Entrevistas
«Queríamos que ‘Viejos’ fuese una película de género, no un drama social disfrazado de terror»

Fernando González Gómez y Raúl Cerezo son los directores de Viejos, su segundo largo conjunto tras La pasajera. Tras pasar por el Festival de Cine Fantástico de Montreal, donde el protagonista, Zorion Eguileor (El hoyo) fue premiado por su interpretación, y recabar grandes críticas en el Fantastic Fest de Austin, el filme tendrá su estreno español estos días en el Festival de Sitges.
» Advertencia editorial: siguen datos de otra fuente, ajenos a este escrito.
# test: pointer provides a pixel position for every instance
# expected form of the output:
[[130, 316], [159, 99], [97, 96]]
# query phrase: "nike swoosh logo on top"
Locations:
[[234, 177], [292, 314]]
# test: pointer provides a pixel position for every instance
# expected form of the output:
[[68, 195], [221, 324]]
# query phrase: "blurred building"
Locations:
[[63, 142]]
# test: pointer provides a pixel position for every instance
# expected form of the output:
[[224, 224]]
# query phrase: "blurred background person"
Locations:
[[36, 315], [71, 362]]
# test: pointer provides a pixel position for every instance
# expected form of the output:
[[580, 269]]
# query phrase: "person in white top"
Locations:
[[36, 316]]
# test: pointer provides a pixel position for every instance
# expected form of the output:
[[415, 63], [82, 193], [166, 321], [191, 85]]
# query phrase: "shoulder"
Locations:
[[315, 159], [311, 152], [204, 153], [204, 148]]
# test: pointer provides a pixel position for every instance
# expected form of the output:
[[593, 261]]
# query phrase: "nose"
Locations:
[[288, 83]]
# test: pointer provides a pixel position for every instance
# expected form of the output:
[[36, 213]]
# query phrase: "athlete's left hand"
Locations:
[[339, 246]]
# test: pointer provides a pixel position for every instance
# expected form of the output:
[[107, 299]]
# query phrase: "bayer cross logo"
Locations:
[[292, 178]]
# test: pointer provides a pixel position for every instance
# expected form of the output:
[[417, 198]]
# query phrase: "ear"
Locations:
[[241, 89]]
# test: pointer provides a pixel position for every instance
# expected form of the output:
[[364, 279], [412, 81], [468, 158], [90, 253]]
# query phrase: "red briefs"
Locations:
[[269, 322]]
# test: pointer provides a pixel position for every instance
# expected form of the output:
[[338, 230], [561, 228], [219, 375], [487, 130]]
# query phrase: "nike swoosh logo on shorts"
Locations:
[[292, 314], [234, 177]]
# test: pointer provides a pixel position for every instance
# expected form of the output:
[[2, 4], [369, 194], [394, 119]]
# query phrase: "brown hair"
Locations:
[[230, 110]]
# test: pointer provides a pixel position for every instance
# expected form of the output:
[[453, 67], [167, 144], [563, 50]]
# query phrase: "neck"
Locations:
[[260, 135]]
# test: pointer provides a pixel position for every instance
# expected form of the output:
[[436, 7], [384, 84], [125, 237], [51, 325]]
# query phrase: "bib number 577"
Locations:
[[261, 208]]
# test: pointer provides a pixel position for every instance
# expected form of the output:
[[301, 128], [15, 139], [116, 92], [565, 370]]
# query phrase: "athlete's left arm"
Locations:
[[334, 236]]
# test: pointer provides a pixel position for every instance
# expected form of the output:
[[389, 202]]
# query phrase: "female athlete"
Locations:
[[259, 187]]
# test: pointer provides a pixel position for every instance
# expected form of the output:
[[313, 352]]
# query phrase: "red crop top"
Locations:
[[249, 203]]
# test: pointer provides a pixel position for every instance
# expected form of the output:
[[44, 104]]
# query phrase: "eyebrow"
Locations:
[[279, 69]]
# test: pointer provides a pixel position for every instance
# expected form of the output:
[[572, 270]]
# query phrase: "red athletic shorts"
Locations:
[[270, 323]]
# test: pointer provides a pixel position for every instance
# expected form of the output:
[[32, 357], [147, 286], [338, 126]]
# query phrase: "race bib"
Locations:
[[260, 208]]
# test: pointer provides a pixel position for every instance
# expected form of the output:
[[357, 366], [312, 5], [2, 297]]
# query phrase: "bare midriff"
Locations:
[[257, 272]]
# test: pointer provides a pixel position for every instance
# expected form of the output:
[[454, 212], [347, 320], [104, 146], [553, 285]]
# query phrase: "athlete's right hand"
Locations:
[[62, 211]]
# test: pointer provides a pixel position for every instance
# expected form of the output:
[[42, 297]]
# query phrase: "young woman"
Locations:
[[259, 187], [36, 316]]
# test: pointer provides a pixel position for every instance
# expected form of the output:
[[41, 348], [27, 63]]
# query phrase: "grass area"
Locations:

González Gómez y Cerezo atienden a Cine con Ñ por videollamada, divididos entre España y Gran Bretaña en la tarea de la promoción de la película para hablarnos del largo proceso de producción de una película pensada hace casi una década, los referentes con los que han jugado y un reparto que combina varias generaciones de intérpretes entregados a que nos dé miedo el salón de casa durante la cena.
Para construir el terror cotidiano de la película, ¿decidistéis tirar de estereotipos familiares?
Fernando González Gómez (FGG): Yo diría que son personajes representativos, no estereotipados. Era como hacer una referencia. Una muestra de la familia nuclear.
Raul Cerezo (RC): En La pasajera sí que usamos el recurso del estereotipo, pero se deconstruía. Aquí no es eso, no son tan típicos, pero es que si tienes 90 minutos, hay que representar personajes reconocibles para que el público se identifique con las situaciones. De hecho, hemos intentado romper lo esperable. El padre termina en tierra de nadie, no se decide, se ve superado por las circunstancias. Lo típico habría sido tenerlo de héroe. Al final tirar de arquetipos es jugar a que rápidamente los conozcas: esto que pasa aquí lo veo en el cuarto piso de mi bloque. Nos gusta un fantástico reconocible y cotidiano.
FGG: Así la identificación de la audiencia con la historia es más fácil, puede recordarle alguna cuestión de algún familiar o de alguien cercano. Se puede entrar en la historia de una manera más personal, que el espectador sufra y viva con los personajes.
«Hay mucha queja entre el aficionado al género de que va a ver terror y le cuelan un drama social»
¿Pensastéis en la reciente situación de las residencias durante la pandemia?
RC: Es curioso, porque cuando presentamos en Austin, los críticos de allí se iban a que si hablábamos del franquismo… Pero no está el COVID, aunque esa lectura sea posible, porque el guión tiene ya casi 10 años, y escribíamos más en genérico sobre el abandono de la tercera edad. Lo que sí quiero decir es que aunque tanto esto como el choque generacional lo hemos trabajado, no queríamos que la parte social afectara a la idea central de la película.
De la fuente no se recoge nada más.